Yes. When Adam (Sandler) came to me he said “I have to do this by myself, right?” And I said “No, you don’t have to. Let’s get everyone together. And sure enough we got a bunch of people together. There’s something more hectic that way, but you feed off the energy and it does get you a better performance.
I’ve watched a lot of behind the scenes stuff, and they also do the most bullsh*t examples of people recording their dialogue, as their character is shown behind them, and stuff like that.
With the flying tables, was that a Star Wars homage?
Yeah, you’re allowed one (laughs)
You’ve got to be smart about it, and you were.
Star Wars is part of our make-up.
You were born in 1970? I was born in 76. It’s part of my DNA. Was it an Adam Sandler production when you came in?
No, it was Sony Pictures Animation for sure, but with Adam involved, you know, he’s got a really strong voice. He comes in on the writing – especially for his character – and it becomes a very collaborative process.
Was he a fan of your previous work?
But he has kids, right?
When we first met he was like “I asked about you… Man, everybody loves you.” His staff liked my shows, so that was nice. It helped elevate me a little bit more for him to trust me.

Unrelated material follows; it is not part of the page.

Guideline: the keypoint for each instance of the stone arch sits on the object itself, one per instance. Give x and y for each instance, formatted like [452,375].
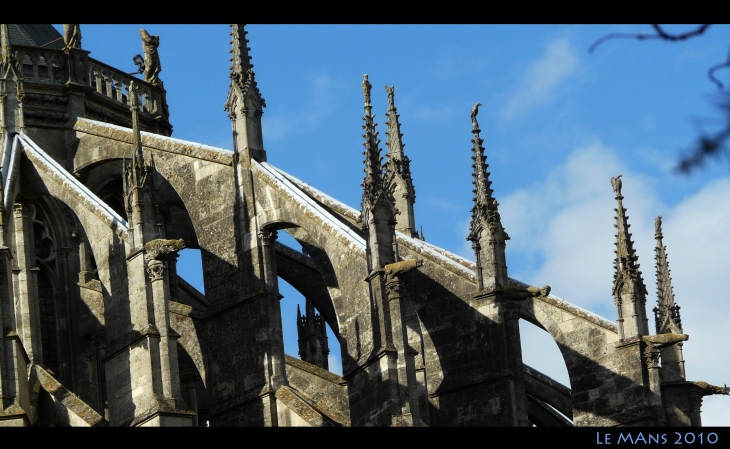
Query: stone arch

So is the game plan to keep making features?
I want to do some original features, and help them with what they have here, but yeah. I like features, watching it on the big screen is very exciting, and the face of television has changed over the years, so I feel like I’ve found myself a good new home.
How is the Sony Pictures Animation team, is it like DreamWorks or Pixar?
Imageworks was born more out of effects work than those other guys. But the people are nice and it’s been a great fit. I was nervous going into CG cause I’ve heard horror stories, and you hate to hear no. But when I got here no one said no. If I wanted to stretch someone’s arms or legs out to crazy proportions, they’d say “All right, let me see what I can do.”
Do you want to go back to cel animation? Do you see it as like watercolor versus acrylic?
For me I love drawing, and I love seeing drawings on a big screen, and I loved it as a kid. But I’ve found a way to do CG so I don’t lose myself in it. I don’t lose my identity, and I feel like as long as I can do that, that’s okay. And also, I don’t have a choice. So unless I go and raise money by myself – I’ve tried that before and it was hard. So maybe if I do a couple that are successful, it’s definitely in my future, I just don’t know when. I won’t give up on it.
So you view this as an audition piece?
In some ways, yeah. Hollywood is about relationships, and when I came in everything I had done didn’t matter. You spend 20 years paying your dues, and you come in and have to start over. “You’ll respect me now.” No. So I really wanted to do it. I had another film in development here, but it was going really slowly, so I thought I should come in with this and show what I could do and build relationships.
I bet they have you signed on for Hotel Transylvania 2.
Well, hopefully I do something original next.
Hotel Transylvania opens in theaters everywhere September 28. Check it out.